いい日旅立ち(笑)

土曜日、実家での産褥生活を切り上げて自宅に帰ってきた。私も子どももほんとに世話になったと感謝している。親のほうも、3週間も過ごせば特に孫に情が移りまくっているのは明らかなので、別れを思うと朝からとても切ない気分。車で15分、電車で2駅、いつでもすぐ会える。と、たぶんお互い何度も心に言い聞かせていたことだろう。

いよいよ夫が迎えに来て車に乗り込み、母の腕の中からサクを受け取ってドアを閉めるともうこみ上げるものがあって、お互い笑顔で手を振って別れたんだけど、走り出すと我慢できなくて夫に気づかれないようにポロポロ泣いてしまった。いくら近いといっても、この子が家の中にいるのといないのとでは全然違うに決まってる。火が消えたみたいに感じるに違いない家に戻っていく親の気持ちを考えたら、自分がとても残酷なことをしているような気がした。

夫と話しても、自宅に戻っても心底楽しい気持ちになれなくて、気を抜いたらすぐに泣けそうで、このまままた何日も落ち込む日が続いたらどうしよう、参ったなという感じ。子どもを産むって本当に大変。お腹で育てる日々も、お産も、産後の体のボロボロさ加減も大変だけど、こうも気持ちが揺れたり泣けたりすることなんて人生なかなかないし、産後こうなるだなんて、知識はあってもあまり現実的に想像していなかったので、ほんとうにこたえる。

でも、人間、寂しさにも慣れる。会えない日が寂しい日じゃなくて普通の日、会える日が普通の日じゃなくて楽しみな日に、きっとなる。今の寂しさを味わってもなお、生まれたばかりのサクと一緒に暮らした3週間を、将来、後悔なんてしないだろう、私も親も。小さくてかわいいサクを囲んだ夢のような日々だったと思い出すだろう。・・・・と、アンタ月にでも帰るつもり?というほど大げさにいろいろ考えていたのだった。

現実には、近距離メリットを生かして、翌日にベビーバスだとかおむつ用のゴミ箱だとかを父に車で自宅まで運んでもらう算段にしていたので、母も一緒に乗り込んできたんだけどね。
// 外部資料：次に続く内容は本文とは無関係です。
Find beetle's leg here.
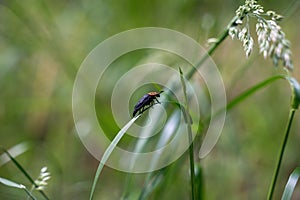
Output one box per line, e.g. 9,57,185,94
155,97,160,104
それでも日曜日の朝、時間を打ち合わせるために電話して、「ゆうべはさみしかったろ?」と聞くと、「さみしかったよう・・・」と言いながら即座に電話口で泣き声になる母。「サクちんの泣く声が聞こえるような気がして、抱っこしたら泣き止んで眠りにつく姿が思い出されて・・・」と、母も母でほとほとオーバーなんだが、私も電話のこっちで気づかれないようにもらい泣きしているんだから世話はない。

それでも、実際に自宅にやってくると、ちょうど眠っていたサクを見て「起こしたらかわいそうだから」と、抱っこしたくてたまらないのにガマンしたり(私が起こしえ抱っこさせた)、夫に気を遣って早々に辞去する姿を見ると、まあいろいろ困ったところもある人だけど、親はどこまでいっても親なんだなーと思ったことだった。

そんな涙ナミダの数幕はあっても、やっぱり気随気ままにふるまえるのは今や実家よりも自宅で、すぐにしっくり。土日で3回、予行演習(?)をしていたせいか、サクがいてもそれほどの緊張感もなく、週末は過ぎていくのでした。